As an aside, while I’ve never heard of anyone losing out on landing a job due to questionable endorsements, it could look quite fishy if you have highly specialized skills that were endorsed by someone in an entirely different industry.
4. Add Your Skills in Order of Importance
It pays to add skills to your LinkedIn profile strategically. A little-known fact is that the skills listed first will rise to the top of the list. You’re more likely to receive endorsements on top-listed skills, and you’re more likely to receive endorsements on skills that are already listed. Don’t make the mistake of listing “Typing” or “Microsoft Office” before “Inbound Marketing Analytics,” or you could run the risk of having your most valuable talents buried.
5. Specify Skills and Expertise
Social media. Blogging. eBooks. Hey, I have those skills, too! What else can you bring to a new job? Are you an unusually personable manager? Do you have laser-sharp focus or really impressive time management? Don’t just limit your skills to the bare bones of your position description. This section should be an accurate snapshot of how you function on a work team.
6. Include a Profile Picture
It doesn’t need to be an expensive professional headshot, but you should include a work-friendly image that’s serious enough to show your potential boss.
7. List Websites
Fill out every website you contribute to significantly or on a regular basis. There’s room for your current employer’s website, your about.me page and your personal blog, as well as room for your active social media profiles.

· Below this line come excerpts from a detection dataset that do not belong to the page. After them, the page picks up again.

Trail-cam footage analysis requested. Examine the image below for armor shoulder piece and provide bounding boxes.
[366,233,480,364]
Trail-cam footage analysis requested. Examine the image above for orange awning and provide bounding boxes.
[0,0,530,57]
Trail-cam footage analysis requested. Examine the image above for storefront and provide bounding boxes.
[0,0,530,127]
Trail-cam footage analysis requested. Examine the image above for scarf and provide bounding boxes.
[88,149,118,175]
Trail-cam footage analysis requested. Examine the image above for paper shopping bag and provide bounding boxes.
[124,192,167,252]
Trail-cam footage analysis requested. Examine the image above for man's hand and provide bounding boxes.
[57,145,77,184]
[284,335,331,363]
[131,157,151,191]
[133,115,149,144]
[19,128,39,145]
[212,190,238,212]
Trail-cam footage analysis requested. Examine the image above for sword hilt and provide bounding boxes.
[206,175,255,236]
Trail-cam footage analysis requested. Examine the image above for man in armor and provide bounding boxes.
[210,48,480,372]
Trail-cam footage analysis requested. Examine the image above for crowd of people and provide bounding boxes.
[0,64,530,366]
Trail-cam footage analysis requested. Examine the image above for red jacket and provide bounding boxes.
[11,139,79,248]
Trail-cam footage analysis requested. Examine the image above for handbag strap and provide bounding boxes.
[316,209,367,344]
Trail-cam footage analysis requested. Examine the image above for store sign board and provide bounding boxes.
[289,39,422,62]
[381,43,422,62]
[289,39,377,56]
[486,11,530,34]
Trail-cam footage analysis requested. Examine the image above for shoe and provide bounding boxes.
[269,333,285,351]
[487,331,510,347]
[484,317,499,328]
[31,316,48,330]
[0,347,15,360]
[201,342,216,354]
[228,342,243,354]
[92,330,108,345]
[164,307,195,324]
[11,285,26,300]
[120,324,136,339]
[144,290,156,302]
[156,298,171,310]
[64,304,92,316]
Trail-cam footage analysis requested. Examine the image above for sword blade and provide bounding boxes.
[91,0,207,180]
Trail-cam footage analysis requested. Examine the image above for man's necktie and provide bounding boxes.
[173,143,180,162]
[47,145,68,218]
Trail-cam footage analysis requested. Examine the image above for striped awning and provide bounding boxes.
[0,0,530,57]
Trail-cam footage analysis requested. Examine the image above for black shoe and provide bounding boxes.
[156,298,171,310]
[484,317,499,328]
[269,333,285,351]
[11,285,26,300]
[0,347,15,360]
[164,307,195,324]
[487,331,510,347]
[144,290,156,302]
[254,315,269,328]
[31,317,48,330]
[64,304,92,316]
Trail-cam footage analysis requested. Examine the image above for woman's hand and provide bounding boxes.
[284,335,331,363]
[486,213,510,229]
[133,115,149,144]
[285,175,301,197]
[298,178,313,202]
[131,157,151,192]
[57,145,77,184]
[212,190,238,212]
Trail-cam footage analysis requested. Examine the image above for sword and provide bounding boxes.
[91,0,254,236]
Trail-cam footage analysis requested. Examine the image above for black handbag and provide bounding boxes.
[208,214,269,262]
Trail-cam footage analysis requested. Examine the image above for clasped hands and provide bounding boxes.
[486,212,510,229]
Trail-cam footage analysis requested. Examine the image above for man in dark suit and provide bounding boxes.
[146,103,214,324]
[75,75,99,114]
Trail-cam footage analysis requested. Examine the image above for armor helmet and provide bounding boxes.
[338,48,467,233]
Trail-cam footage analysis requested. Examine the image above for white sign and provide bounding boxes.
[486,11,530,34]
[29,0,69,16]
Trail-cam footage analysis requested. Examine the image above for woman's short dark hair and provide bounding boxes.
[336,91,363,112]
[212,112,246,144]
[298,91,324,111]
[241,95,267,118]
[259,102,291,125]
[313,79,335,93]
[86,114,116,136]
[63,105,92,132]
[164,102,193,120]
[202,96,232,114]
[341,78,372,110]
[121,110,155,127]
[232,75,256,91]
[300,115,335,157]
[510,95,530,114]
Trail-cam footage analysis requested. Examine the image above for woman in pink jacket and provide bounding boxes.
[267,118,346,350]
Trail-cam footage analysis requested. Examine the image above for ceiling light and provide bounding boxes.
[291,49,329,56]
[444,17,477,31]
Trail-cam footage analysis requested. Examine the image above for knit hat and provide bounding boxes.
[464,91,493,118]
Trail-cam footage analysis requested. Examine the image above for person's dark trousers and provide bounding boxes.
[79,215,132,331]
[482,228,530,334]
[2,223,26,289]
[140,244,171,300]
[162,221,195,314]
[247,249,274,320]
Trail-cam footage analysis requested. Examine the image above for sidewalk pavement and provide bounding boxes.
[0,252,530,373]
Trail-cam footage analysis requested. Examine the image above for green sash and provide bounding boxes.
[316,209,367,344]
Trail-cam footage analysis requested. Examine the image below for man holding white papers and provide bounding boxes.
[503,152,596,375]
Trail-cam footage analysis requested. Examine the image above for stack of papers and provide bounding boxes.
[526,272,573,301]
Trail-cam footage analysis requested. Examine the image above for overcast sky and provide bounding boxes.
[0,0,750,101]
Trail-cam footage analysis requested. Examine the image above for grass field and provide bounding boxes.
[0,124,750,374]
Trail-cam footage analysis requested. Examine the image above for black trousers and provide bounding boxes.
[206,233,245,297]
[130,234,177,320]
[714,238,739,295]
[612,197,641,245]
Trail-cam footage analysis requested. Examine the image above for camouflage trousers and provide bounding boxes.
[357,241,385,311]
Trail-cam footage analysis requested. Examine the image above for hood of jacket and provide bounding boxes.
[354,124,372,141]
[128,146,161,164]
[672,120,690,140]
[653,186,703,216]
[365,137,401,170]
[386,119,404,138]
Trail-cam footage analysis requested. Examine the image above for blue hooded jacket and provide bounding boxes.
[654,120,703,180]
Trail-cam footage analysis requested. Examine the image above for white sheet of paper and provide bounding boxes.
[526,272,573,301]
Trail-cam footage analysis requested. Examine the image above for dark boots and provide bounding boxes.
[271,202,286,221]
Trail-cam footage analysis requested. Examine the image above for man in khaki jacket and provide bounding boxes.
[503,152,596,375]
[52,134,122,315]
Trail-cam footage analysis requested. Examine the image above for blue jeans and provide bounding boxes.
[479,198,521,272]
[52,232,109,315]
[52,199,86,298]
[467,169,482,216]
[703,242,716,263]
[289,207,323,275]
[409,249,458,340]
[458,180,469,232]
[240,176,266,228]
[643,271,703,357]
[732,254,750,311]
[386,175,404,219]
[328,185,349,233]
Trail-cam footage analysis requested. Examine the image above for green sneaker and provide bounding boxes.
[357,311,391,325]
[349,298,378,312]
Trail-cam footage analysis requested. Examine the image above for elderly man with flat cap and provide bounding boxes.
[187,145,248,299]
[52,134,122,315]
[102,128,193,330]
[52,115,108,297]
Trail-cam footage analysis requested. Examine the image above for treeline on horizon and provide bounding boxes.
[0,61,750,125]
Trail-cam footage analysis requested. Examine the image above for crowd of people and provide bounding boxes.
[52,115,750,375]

8. Write a Vibrant Summary
Your summary is where you should describe who you were, who you are, and who you want to be. List major accomplishments, goals, and plenty of metrics. While we’re not suggesting you keyword stuff, don’t hesitate to include plenty of reader-friendly jargon about your skills and industry for Google and Bing to find and index.
9. Include a Descriptive Job Title
Include more information on your current and prior positions than a job title, company and dates of employment. What are the company’s mission and goals, and how did you fit into the bigger picture?
10. Capitalize on Your Interests
Snow-shoeing and boogie boarding are great, but interests are another place on your LinkedIn profile where you can use keywords. Did you write lots of blog content on how to use hashtags on Twitter in a prior job, even though it’s not part of your current job description? Spell it out here! Your interests are the perfect place to really drive home keywords relevant to your professional interests.
11. Review and Edit
Continually revise and update your LinkedIn profile to ensure it’s the best possible snapshot of who you were, are, and want to be. Garcia recommends you spend 10 minutes each week re-reading and editing your profile.